Aashiq Muhamed works as an Applied Scientist at AWS AI Labs, where he specializes in optimizing deep learning systems, including compilation, distributed training, and inference. He is particularly interested in the intersection of machine learning and distributed systems, as well as the challenges involved in automating deep learning system DevOps. Prior to his current role, Aashiq worked at Amazon Search, where he focused on optimizing large-scale semantic search models. Aashiq's academic background includes graduate studies at Stanford University, where he worked on problems at the intersection of learning, control, and high-dimensional simulation.
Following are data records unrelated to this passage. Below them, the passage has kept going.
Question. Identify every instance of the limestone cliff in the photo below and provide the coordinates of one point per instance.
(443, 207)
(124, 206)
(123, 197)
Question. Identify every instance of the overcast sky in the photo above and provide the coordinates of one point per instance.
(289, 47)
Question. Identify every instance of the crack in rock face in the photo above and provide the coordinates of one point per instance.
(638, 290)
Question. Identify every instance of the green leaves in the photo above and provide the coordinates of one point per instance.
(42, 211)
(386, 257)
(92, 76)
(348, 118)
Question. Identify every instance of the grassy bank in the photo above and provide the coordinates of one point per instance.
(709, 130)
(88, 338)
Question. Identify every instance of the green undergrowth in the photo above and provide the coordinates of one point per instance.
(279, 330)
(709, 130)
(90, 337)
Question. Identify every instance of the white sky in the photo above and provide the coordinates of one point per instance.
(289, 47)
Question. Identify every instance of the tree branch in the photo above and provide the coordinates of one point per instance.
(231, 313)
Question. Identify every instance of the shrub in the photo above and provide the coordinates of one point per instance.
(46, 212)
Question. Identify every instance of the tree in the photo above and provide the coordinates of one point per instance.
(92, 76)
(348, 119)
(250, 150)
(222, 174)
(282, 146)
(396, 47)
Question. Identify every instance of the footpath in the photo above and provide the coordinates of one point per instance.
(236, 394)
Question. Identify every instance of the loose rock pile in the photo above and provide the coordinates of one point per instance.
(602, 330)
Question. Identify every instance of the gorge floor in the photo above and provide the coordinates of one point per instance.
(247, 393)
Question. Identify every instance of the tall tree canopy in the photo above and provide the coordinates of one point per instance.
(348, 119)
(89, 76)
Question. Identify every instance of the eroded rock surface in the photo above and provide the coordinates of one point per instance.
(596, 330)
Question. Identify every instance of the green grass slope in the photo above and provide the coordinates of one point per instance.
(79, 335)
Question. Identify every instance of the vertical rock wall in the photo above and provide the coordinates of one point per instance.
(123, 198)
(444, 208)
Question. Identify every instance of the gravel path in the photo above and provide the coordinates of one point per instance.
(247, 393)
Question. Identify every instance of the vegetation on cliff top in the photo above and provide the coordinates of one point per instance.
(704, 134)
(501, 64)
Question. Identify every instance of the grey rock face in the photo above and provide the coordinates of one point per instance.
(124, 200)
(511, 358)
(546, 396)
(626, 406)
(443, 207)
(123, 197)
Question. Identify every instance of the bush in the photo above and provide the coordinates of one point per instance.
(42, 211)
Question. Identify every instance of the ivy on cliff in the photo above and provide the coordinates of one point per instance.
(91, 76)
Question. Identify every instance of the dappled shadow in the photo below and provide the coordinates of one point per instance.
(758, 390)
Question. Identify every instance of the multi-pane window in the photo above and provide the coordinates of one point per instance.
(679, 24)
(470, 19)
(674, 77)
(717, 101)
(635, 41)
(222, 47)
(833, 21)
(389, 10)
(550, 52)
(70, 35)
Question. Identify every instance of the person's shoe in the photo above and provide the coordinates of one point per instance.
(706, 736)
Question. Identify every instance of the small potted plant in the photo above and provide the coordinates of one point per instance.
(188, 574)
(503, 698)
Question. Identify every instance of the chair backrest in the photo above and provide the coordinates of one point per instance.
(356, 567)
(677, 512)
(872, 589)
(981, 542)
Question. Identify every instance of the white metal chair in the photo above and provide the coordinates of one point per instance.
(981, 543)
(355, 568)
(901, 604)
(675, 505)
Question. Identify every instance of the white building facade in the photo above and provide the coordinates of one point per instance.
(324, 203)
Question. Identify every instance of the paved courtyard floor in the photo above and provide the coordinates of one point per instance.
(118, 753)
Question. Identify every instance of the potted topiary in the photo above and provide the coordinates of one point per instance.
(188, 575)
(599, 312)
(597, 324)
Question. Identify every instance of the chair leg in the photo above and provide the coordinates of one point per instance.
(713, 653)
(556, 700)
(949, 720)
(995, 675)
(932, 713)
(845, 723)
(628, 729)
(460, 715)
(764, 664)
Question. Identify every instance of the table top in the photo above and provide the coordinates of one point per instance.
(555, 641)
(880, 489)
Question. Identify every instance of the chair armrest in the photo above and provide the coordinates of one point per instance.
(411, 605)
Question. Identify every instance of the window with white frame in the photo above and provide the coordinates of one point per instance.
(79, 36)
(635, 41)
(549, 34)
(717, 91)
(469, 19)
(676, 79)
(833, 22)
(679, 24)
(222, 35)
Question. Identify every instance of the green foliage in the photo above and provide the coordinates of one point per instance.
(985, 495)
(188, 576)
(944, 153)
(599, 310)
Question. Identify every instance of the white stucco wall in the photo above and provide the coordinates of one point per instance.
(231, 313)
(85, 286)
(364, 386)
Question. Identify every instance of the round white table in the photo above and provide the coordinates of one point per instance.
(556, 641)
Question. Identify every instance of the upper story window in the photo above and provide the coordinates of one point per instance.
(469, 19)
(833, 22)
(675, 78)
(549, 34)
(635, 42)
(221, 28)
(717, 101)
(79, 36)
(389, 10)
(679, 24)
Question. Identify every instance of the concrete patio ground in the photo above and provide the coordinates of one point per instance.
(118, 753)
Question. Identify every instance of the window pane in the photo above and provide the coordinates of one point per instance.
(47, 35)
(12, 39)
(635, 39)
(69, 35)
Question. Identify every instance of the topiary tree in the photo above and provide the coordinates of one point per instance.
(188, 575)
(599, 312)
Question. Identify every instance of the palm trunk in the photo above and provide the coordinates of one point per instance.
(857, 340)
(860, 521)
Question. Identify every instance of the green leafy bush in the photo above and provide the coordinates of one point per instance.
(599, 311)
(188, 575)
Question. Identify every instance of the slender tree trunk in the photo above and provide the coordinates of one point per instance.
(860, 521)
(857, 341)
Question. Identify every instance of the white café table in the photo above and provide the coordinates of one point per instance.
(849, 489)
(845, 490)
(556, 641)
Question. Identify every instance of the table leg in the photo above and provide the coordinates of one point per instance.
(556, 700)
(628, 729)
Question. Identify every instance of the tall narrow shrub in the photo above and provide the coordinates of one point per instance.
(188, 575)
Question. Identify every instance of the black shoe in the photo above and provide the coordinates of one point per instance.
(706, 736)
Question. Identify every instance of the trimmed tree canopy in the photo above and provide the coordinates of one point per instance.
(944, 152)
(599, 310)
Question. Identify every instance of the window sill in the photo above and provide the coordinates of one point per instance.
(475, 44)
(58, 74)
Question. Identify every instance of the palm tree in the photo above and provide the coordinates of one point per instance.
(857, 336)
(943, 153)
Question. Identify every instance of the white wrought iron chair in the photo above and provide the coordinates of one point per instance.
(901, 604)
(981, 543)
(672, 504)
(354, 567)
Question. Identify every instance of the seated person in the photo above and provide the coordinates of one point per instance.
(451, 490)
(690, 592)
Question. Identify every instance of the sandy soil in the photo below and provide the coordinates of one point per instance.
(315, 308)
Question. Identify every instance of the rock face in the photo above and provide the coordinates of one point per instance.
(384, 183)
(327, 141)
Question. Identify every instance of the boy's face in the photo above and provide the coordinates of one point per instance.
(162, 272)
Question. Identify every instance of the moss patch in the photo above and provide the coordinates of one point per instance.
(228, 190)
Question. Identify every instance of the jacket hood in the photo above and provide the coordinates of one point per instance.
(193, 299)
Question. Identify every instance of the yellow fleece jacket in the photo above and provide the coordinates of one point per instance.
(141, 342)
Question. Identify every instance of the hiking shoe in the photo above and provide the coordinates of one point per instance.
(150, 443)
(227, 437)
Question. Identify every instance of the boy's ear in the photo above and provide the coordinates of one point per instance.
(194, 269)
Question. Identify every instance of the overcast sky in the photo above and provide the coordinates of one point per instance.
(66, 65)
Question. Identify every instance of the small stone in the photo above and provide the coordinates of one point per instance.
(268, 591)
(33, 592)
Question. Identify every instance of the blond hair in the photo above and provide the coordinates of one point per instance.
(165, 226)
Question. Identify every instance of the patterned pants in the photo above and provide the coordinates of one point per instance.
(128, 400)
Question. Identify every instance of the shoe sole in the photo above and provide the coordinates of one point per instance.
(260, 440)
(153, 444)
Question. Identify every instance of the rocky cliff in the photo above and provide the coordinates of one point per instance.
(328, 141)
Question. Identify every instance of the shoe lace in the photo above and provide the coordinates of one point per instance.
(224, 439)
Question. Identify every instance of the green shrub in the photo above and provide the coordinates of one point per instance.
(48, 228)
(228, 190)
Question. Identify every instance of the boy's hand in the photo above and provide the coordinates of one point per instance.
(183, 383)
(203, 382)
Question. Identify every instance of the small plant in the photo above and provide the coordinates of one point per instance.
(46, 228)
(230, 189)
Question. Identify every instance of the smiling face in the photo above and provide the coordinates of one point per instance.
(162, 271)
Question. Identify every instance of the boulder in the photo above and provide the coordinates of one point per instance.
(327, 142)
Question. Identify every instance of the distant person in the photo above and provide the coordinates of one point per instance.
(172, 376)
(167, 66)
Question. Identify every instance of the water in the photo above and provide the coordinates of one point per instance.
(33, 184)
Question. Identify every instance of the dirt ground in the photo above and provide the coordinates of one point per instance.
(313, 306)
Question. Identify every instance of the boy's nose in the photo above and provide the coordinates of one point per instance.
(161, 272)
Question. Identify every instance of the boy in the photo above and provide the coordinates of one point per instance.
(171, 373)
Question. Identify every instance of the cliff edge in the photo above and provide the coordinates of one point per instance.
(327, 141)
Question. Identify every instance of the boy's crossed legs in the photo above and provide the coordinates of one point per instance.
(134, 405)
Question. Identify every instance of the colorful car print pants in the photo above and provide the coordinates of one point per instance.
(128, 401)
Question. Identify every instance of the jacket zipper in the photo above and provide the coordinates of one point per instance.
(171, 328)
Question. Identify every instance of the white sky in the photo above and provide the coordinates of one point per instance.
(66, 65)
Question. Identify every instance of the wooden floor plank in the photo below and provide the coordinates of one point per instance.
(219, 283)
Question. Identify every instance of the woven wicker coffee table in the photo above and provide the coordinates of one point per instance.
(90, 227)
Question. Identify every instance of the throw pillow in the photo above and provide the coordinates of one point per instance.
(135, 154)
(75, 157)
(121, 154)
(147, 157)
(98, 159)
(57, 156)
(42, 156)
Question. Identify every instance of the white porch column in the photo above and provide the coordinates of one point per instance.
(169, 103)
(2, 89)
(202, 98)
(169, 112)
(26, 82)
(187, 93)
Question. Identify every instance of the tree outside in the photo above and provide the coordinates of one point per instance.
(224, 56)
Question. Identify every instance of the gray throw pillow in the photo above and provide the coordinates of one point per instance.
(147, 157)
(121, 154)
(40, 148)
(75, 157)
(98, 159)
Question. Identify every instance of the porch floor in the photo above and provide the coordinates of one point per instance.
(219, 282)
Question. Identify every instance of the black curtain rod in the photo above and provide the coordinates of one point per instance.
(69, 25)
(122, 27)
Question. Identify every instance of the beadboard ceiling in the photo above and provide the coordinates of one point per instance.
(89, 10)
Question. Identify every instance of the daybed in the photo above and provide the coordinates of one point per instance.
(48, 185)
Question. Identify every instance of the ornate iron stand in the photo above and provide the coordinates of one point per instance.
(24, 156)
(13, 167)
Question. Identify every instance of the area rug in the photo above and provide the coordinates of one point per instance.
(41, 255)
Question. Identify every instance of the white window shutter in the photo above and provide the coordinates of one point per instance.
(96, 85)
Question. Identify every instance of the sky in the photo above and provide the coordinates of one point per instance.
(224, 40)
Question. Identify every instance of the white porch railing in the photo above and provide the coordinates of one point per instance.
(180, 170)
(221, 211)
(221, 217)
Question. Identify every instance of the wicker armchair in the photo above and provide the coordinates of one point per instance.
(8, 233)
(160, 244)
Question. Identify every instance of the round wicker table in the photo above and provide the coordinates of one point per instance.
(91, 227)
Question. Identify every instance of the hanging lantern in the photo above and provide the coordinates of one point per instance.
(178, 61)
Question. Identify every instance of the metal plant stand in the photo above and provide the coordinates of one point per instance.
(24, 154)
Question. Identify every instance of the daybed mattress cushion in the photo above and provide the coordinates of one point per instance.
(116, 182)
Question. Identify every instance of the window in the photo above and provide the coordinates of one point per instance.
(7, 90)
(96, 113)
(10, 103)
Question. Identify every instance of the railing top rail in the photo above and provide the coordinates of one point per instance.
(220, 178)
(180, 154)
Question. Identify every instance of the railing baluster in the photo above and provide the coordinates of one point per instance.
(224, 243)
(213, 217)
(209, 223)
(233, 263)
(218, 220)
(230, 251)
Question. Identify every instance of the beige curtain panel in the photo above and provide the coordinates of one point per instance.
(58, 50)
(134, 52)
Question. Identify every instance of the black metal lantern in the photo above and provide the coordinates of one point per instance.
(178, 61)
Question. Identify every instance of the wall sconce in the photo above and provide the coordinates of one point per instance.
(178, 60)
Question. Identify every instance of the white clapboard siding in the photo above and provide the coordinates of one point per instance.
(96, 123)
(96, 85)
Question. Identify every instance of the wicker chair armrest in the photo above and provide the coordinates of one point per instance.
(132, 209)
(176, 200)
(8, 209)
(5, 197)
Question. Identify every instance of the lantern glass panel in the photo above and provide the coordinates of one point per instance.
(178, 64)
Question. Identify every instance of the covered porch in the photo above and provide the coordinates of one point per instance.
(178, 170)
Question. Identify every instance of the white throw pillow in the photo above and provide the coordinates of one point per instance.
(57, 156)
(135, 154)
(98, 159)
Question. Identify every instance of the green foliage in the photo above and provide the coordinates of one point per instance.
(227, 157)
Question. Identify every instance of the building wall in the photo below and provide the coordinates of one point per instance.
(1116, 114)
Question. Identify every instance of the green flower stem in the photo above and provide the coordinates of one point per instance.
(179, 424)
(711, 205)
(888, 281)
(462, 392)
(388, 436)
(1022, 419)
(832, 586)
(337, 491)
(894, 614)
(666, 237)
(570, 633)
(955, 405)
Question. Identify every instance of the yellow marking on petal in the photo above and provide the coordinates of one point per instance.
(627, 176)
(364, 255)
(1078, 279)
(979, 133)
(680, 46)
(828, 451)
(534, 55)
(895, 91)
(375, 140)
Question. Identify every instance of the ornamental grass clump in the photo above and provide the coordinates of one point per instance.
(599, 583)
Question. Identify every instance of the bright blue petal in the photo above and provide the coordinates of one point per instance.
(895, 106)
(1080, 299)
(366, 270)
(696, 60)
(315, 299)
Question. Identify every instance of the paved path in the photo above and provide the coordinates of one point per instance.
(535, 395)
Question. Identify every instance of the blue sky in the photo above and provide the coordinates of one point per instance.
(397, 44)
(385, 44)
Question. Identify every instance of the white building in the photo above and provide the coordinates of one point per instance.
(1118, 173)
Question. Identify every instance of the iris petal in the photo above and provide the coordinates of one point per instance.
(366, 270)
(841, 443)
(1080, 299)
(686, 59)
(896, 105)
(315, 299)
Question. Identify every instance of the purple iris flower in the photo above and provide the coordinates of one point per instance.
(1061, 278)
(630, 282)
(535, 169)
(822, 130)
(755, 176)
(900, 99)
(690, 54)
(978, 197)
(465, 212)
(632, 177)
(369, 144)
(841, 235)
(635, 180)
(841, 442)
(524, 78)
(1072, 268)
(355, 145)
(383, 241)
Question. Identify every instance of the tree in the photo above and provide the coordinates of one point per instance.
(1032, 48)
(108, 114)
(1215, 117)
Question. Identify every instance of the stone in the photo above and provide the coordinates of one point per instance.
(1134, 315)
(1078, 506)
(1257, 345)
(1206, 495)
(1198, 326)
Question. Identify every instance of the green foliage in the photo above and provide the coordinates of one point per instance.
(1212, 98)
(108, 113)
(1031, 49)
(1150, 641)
Rahul Solanki works as a Senior Machine Learning Apps Engineer in the AWS Neuron team of Amazon. He currently works on building framework/tools that can enable users to train/infer deep learning models on AI accelerators efficiently. His work also includes researching and building techniques that can enable distributed training of models. Prior to that, he has worked at Landing AI as a Machine Learning Engineer building/deploying computer vision applications. He obtained his Masters degree in ECE from Georgia Institute of Technology, Atlanta where his research lied at the intersection of vision and language.
Christian Bock is an Applied Scientist at AWS AI Labs, specializing in optimizing the training and inference of large language models on advanced machine learning accelerators using open standards like XLA. His research interests revolve around the interpretability of language models and their practical applications in healthcare, time series analysis, and topological data analysis. He holds a PhD from ETH Zurich, where his work focused on graph classification, studying the generalization behavior of deep neural networks, and devising algorithms for time series classification and pattern mining.